Purpose: Since the United States Food and Drug Administration approved the prostate specific antigen (PSA) blood test as an aid to early prostate cancer detection, using a cutoff of 4.0 ng/ml in 1994, this cutoff has been widely adopted to recommend prostate biopsy. There has been recent investigation into lowering the PSA prompt for biopsy, especially in men younger than 60 years. We determined how a lower cutoff would perform in men older than 60 years.
Materials and methods: From a prostate cancer screening study we studied 782 consecutive men who underwent prostate biopsy for PSA greater than 2.5 ng/ml or suspicious digital rectal examination. Biopsy results were evaluated as a function of patient age.

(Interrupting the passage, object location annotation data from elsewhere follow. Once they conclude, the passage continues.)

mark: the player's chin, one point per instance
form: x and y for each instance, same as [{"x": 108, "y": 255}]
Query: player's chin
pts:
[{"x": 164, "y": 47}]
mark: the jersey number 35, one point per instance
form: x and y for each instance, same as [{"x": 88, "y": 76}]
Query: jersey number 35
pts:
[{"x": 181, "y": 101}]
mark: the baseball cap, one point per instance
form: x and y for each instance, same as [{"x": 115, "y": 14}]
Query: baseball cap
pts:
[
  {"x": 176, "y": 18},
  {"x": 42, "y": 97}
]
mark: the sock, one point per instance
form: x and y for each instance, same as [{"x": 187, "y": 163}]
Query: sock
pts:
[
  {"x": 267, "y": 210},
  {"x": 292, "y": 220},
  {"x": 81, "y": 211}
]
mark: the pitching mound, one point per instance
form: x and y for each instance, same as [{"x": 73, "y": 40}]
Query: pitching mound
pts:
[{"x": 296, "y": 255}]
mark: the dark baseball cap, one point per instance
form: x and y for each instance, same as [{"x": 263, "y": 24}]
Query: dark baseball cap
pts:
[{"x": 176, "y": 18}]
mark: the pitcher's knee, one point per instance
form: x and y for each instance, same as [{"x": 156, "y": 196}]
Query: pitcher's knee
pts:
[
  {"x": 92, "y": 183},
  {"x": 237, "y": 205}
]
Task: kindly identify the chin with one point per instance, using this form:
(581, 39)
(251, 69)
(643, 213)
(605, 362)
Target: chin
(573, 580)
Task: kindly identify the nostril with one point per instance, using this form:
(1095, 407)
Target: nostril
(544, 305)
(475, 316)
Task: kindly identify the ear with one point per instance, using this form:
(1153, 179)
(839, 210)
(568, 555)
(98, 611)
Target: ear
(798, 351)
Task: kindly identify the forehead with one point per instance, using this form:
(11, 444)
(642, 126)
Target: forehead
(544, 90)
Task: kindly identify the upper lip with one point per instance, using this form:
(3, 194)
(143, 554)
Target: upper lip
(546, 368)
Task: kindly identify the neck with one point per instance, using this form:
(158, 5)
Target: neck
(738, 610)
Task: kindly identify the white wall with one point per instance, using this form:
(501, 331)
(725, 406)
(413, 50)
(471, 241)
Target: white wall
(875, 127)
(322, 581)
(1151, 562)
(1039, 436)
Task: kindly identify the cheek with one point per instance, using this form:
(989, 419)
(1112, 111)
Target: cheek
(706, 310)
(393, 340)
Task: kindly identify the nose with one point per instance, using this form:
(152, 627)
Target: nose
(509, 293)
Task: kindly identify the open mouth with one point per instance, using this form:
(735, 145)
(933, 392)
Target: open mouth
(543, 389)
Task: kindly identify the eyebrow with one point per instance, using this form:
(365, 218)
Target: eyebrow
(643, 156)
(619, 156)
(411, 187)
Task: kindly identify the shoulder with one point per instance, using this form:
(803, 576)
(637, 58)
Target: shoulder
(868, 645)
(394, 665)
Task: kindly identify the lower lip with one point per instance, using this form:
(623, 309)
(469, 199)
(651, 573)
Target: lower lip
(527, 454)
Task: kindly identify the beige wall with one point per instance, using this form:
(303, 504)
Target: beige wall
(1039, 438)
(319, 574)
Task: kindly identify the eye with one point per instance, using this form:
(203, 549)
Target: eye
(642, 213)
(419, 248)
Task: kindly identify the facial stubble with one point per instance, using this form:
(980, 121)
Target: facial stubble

Results: Clinical and pathological characteristics of cancers detected in the PSA range 2.6 to 4.0 ng/ml were similar regardless of patient age. Overall PSA between 2.6 and 4.0 ng/ml was associated with a cancer detection rate of 16.2% using a sextant biopsy technique. PSA velocity was similar in men with prostate cancer in all age groups.
Conclusions: More than 15% of men with PSA 2.6 to 4.0 ng/ml who are 40 years or older have prostate cancer detected with sextant needle biopsies. PSA velocity, tumor stage, Gleason grade and tumor volume were similar in all age groups.